Common Cart Abandonment Causes

The common cart abandonment causes are surprise costs, forced account creation, an overlong checkout, an empty coupon field, and the mobile penalty. With the method in place, each one stops being trivia and becomes something you can confirm, because it leaves a recognizable fingerprint in the data you have gathered.

Surprise Costs at the Final Step

The most common fixable cause is a cost that appears too late. Shoppers judge a price in sequence, so a shipping charge or a fee that lands at the final step comes across as unfair after everything before it looked settled. The trace is a drop that concentrates on the step where the total updates. If your steepest fall sits right where shipping is added, you are almost certainly losing people to a surprise rather than to the product. Showing the full cost early, or a free-shipping threshold that makes the number visible from the start, moves that drop.

The Forced Account Gate

A checkout that demands an account before it will take an order turns a first-time buyer into someone doing paperwork for a store they have bought nothing from yet. The trace is a drop right at the account step, heaviest among new visitors. One merchant who required registration described a flow that bounced shoppers to a login screen and then a signup before returning them to the cart. He lost the majority of them along the way. Setting accounts to optional and offering guest checkout is one of the most reliable single fixes in the field.
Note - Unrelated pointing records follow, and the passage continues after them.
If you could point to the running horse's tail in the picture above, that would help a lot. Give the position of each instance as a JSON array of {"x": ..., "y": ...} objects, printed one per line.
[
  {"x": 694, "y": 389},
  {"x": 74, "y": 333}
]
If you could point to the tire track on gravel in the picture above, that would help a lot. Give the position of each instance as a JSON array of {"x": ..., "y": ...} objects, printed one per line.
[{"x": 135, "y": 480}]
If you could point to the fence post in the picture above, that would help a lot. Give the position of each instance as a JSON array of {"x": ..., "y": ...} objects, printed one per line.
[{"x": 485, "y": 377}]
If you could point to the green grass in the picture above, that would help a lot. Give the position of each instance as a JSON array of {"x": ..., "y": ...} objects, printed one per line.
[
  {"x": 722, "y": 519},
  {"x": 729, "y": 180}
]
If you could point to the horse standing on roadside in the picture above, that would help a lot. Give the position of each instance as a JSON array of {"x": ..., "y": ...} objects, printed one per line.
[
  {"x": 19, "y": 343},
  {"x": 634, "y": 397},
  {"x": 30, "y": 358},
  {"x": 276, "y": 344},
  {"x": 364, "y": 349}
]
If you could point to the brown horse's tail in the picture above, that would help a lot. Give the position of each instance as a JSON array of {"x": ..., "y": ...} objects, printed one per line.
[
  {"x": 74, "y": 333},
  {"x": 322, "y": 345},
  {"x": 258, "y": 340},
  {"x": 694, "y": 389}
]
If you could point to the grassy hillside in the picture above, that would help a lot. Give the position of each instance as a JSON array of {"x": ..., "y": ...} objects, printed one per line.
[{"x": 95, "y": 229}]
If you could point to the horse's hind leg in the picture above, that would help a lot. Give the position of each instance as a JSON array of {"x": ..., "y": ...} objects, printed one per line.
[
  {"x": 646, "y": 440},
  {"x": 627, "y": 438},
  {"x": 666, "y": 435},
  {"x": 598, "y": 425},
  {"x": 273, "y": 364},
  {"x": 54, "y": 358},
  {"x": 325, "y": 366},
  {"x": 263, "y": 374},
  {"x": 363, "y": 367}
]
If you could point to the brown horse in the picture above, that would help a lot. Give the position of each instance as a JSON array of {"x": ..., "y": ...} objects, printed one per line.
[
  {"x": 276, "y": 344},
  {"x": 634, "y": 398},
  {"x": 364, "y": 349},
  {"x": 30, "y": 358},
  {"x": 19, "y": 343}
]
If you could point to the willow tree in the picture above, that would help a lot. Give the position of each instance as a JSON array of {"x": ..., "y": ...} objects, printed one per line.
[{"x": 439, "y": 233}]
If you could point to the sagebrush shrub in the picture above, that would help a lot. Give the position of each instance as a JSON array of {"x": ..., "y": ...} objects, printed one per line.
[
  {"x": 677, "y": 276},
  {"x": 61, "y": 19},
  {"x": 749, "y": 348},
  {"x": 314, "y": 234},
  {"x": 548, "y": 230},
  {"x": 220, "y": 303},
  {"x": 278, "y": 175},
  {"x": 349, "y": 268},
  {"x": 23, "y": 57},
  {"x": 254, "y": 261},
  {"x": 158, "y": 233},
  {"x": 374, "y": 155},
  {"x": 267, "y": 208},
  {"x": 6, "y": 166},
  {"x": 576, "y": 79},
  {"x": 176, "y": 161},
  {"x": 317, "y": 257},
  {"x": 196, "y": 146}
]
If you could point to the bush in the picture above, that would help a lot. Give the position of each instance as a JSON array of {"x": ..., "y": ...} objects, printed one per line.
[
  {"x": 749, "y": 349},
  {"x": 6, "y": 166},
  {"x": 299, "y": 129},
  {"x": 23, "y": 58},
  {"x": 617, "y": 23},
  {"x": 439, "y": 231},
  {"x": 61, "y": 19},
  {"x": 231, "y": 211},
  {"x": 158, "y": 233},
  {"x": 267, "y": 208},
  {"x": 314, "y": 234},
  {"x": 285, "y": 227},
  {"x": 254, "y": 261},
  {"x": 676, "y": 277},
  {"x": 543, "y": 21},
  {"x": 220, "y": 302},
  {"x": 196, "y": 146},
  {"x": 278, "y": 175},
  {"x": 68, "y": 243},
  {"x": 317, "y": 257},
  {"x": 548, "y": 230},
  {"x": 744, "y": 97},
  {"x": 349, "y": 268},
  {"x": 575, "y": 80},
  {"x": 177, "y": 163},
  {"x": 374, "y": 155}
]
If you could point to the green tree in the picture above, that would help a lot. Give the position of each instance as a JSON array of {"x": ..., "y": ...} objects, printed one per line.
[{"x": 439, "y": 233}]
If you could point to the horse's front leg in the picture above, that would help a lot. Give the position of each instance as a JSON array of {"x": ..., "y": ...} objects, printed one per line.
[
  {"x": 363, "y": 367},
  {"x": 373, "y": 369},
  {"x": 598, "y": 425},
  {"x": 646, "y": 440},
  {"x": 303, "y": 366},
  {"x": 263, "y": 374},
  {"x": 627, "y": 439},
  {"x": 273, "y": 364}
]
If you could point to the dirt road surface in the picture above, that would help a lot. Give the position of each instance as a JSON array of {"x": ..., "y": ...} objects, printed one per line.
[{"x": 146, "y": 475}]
A Checkout With Too Many Fields

Length is measured in fields, not pages. Baymard’s testing puts an efficient checkout at 7 to 8 form fields, while the average store shows close to 14.9, nearly double what the task needs. The trace here is diffuse rather than sharp, a steady bleed across the whole flow instead of one cliff, because no single field is the culprit and the sheer count is the burden. Counting your own fields and cutting the ones you do not need is unglamorous work that pays back, since removing even one field has been enough to raise completion.

The Coupon Code Field

An empty promo code box is a subtler cause that instruments miss unless you look for it. The moment a shopper sees the box, it implies someone else is paying less, so they open a new tab to hunt for a code and never come back. Standard funnel counts show only that they left the payment step. The tell shows up in replay, a shopper focusing the coupon field, typing nothing, then going cold. Collapsing the field behind a small have-a-code link keeps it available without advertising a discount to everyone who does not have one.

The Mobile Penalty

Mobile deserves a line, because the same checkout that works on a desktop can fail on a phone. Typing a 16-digit card number on a touchscreen has a high error rate, and every mistyped digit adds time and another chance to abandon. The trace is the device gap you found earlier, the 13 to 16 point spread between phone and desktop abandonment. Autofill and address lookup help here, and one-tap wallets that collapse the form to a few taps help most of all, more than any wording change you could make.